Multimodal LLMs pursuing AGI now
Multimodal large language models have made substantial advances over the past year, and the practical application of such models is heading in the direction of pursuing artificial general intelligence, with diverse vertical industrial large models and AI agents emerging, said experts at the 2024 World Artificial Intelligence Conference, which wrapped up on July 6 in Shanghai.
Multimodal LLMs integrate and process diverse types of data — such as text, images, audio and video — to enhance understanding and generate comprehensive responses.
In May, the launch of GPT-4o, the latest LLM developed by OpenAI, caused a global sensation. The new flagship generative AI model features capabilities across text, voice and visuals, making interaction between humans and machines much more natural and seamless, the company said.
Triggered by GPT-4o, Chinese AI companies also showcased their LLM updates during the conference, including Baidu, Alibaba, Tencent, Huawei, SenseTime and Ant Group, as well as emerging companies such as Minimax, Baichuan Intelligence and Zhipu AI.
Chinese AI pioneer SenseTime launched its latest multimodal LLM on July 5. The new model features integration of diverse types of data and real-time streaming multimodal interaction with users, closely competing with GPT-4o in interaction effects and multiple core metrics, the company said.
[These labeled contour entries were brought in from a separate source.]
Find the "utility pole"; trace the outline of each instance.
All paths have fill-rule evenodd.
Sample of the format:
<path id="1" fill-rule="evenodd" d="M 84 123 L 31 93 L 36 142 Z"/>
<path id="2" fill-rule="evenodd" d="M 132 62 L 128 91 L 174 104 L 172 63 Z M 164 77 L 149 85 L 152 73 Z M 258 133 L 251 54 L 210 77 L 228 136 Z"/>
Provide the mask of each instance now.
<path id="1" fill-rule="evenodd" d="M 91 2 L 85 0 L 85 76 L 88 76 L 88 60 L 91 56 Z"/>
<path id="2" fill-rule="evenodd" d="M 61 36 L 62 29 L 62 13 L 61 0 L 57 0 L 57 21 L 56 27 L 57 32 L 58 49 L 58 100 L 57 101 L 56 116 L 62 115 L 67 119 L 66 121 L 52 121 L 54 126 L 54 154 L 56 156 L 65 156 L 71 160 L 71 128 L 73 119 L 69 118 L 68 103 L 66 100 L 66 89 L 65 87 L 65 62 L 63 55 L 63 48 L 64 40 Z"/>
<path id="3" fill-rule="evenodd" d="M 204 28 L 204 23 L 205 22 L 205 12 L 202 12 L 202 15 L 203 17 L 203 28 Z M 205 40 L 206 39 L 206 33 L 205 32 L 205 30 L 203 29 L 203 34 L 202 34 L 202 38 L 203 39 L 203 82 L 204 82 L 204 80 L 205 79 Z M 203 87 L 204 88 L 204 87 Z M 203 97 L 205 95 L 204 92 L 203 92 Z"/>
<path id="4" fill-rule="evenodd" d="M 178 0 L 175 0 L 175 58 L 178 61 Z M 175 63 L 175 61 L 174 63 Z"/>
Chinese financial tech firm Ant Group shared its latest LLM product on the same day.
"The Ant BaiLing Foundation Model has been equipped with native multimodal capabilities. It can directly understand and train various types of data including audio, video, images and text," said Xu Peng, vice-president of the group, who regards such native multimodal capabilities as the "right path to achieving artificial general intelligence" as they will enable LLMs to interact like humans.
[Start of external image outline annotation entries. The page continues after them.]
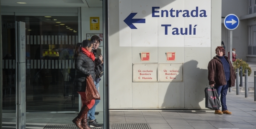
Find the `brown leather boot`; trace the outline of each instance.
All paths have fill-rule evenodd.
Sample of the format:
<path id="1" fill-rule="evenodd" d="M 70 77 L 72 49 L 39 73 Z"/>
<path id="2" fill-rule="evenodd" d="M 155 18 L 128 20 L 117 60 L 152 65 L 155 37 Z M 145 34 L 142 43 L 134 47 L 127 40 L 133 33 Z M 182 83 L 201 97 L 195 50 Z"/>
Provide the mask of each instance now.
<path id="1" fill-rule="evenodd" d="M 229 111 L 228 110 L 225 110 L 225 111 L 221 111 L 224 114 L 232 114 L 232 112 L 230 111 Z"/>
<path id="2" fill-rule="evenodd" d="M 219 115 L 223 114 L 223 113 L 220 110 L 215 110 L 215 112 L 214 112 L 214 114 L 218 114 Z"/>
<path id="3" fill-rule="evenodd" d="M 82 119 L 84 117 L 84 116 L 85 115 L 85 114 L 86 114 L 86 118 L 87 118 L 87 113 L 88 112 L 89 110 L 89 109 L 87 107 L 87 106 L 86 105 L 84 105 L 84 106 L 82 107 L 82 108 L 81 109 L 81 111 L 79 112 L 79 113 L 78 114 L 77 116 L 72 121 L 73 123 L 74 123 L 75 124 L 76 126 L 80 129 L 84 129 L 82 126 L 81 122 Z M 86 120 L 87 120 L 87 118 L 86 118 Z"/>
<path id="4" fill-rule="evenodd" d="M 91 129 L 91 128 L 90 127 L 90 126 L 89 125 L 88 123 L 87 122 L 87 115 L 88 113 L 88 112 L 87 112 L 86 113 L 85 113 L 81 122 L 82 127 L 83 127 L 84 129 Z"/>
Compared with the previous edition, this year's WAIC showcased remarkable advances in LLMs. The number of LLMs in China exceeds 330, according to official statistics.
The practical industrial application of large models, such as applying vertical large models, AI agents or MaaS (model as a service), was another hot topic at this year's WAIC.
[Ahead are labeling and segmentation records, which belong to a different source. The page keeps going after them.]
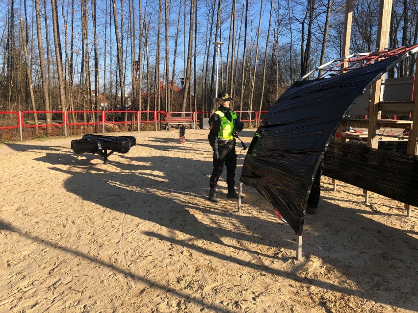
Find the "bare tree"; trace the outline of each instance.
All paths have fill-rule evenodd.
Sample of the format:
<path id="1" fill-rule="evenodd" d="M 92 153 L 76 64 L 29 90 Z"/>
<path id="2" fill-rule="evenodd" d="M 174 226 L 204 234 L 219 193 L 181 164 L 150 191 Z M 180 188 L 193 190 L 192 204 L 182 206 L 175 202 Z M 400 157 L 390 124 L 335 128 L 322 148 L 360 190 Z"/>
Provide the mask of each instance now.
<path id="1" fill-rule="evenodd" d="M 245 57 L 247 52 L 247 26 L 248 23 L 248 0 L 245 0 L 245 22 L 244 25 L 244 53 L 242 55 L 242 67 L 241 71 L 241 98 L 239 111 L 242 111 L 244 103 L 244 81 L 245 79 Z"/>
<path id="2" fill-rule="evenodd" d="M 116 0 L 112 0 L 113 5 L 113 25 L 115 27 L 115 37 L 116 39 L 116 49 L 117 50 L 117 58 L 118 58 L 118 69 L 119 70 L 119 85 L 121 89 L 121 107 L 123 111 L 126 110 L 126 103 L 125 99 L 125 82 L 123 80 L 123 66 L 122 64 L 122 56 L 123 55 L 123 51 L 122 51 L 122 45 L 121 44 L 121 37 L 119 33 L 119 23 L 118 22 L 118 15 L 116 12 Z M 122 1 L 121 0 L 121 4 L 122 4 Z M 122 8 L 121 8 L 122 10 Z M 126 114 L 123 115 L 122 119 L 123 120 L 126 120 Z"/>
<path id="3" fill-rule="evenodd" d="M 58 75 L 58 84 L 59 89 L 59 101 L 61 110 L 66 110 L 65 91 L 64 74 L 62 72 L 62 54 L 61 48 L 61 39 L 59 35 L 59 25 L 58 23 L 58 6 L 56 0 L 51 0 L 52 13 L 52 27 L 53 29 L 53 42 L 55 45 L 55 55 L 56 59 L 56 70 Z"/>
<path id="4" fill-rule="evenodd" d="M 39 52 L 39 71 L 41 72 L 41 79 L 42 82 L 44 102 L 45 111 L 51 111 L 50 108 L 50 98 L 48 95 L 48 88 L 47 84 L 47 76 L 45 74 L 45 64 L 44 61 L 44 46 L 42 43 L 42 32 L 41 29 L 41 13 L 39 9 L 39 0 L 35 0 L 35 7 L 36 12 L 36 30 L 38 37 L 38 49 Z M 51 124 L 51 115 L 46 114 L 46 123 Z M 49 127 L 47 127 L 47 134 L 50 132 Z"/>
<path id="5" fill-rule="evenodd" d="M 168 12 L 168 0 L 165 0 L 164 11 L 165 18 L 165 103 L 167 106 L 167 111 L 171 111 L 171 102 L 170 101 L 170 67 L 169 49 L 168 42 L 168 31 L 170 26 L 170 15 Z"/>
<path id="6" fill-rule="evenodd" d="M 26 43 L 25 38 L 26 36 L 25 34 L 25 29 L 23 26 L 23 19 L 22 18 L 20 18 L 20 30 L 22 35 L 22 44 L 23 45 L 23 51 L 25 54 L 25 65 L 26 68 L 26 76 L 27 77 L 28 87 L 30 95 L 30 106 L 32 110 L 36 111 L 36 107 L 35 105 L 35 95 L 33 94 L 33 87 L 32 86 L 32 75 L 29 67 L 29 55 L 27 53 L 27 45 Z M 38 114 L 36 113 L 34 113 L 33 117 L 35 120 L 35 125 L 38 125 Z M 35 127 L 35 131 L 37 135 L 38 127 Z"/>
<path id="7" fill-rule="evenodd" d="M 268 18 L 268 29 L 267 31 L 267 39 L 265 40 L 265 50 L 264 53 L 264 62 L 263 62 L 262 68 L 262 83 L 261 84 L 261 98 L 260 99 L 260 105 L 259 108 L 259 111 L 261 111 L 262 109 L 262 101 L 264 97 L 264 90 L 265 88 L 265 69 L 267 65 L 267 55 L 268 50 L 268 40 L 270 37 L 270 28 L 271 25 L 271 16 L 273 15 L 273 1 L 274 0 L 271 0 L 271 2 L 270 4 L 270 16 Z"/>
<path id="8" fill-rule="evenodd" d="M 186 75 L 184 77 L 184 92 L 183 94 L 183 103 L 182 105 L 182 112 L 186 110 L 186 102 L 187 99 L 187 93 L 189 89 L 189 81 L 191 73 L 191 58 L 193 52 L 193 35 L 194 24 L 194 0 L 190 0 L 190 25 L 189 25 L 189 43 L 187 53 L 187 64 L 186 67 Z"/>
"The creation of large models is only the starting point. Landing the LLM into industrial scenarios to generate value is the goal," said Wu Yunsheng, vice-president of Tencent Cloud and head of Tencent YouTu Lab.
Tencent Hunyuan, the company's general model, was one of the highlighted exhibits at this year's conference.
Jiang Jie, Tencent's vice-president, said: "In the future, general models will exist as infrastructure — like water, electricity and networks — for on-demand access. More models of different sizes and modalities will appear, and businesses can coordinate with large and small models to meet customized needs while improving performance."
Hu Shiwei, co-founder and president of Chinese AI company 4Paradigm, said the positioning of such large models as the new "infrastructure" in the future is a certainty.
"Our industrial large models have seen remarkable results in application. For example, in the financial services sector, AI has improved the accuracy of identifying fraudulent transactions. In the retail sector, personalized services have led to a significant increase in sales," Hu said.
In addition to developing vertical large models, many companies and developers are also using MaaS — a type of cloud-based service that offers users access to machine-learning models to develop AI applications.
Zhipu AI, a Beijing-based startup dubbed one of the four new "AI tigers" of China, has accumulated over 400,000 corporate users.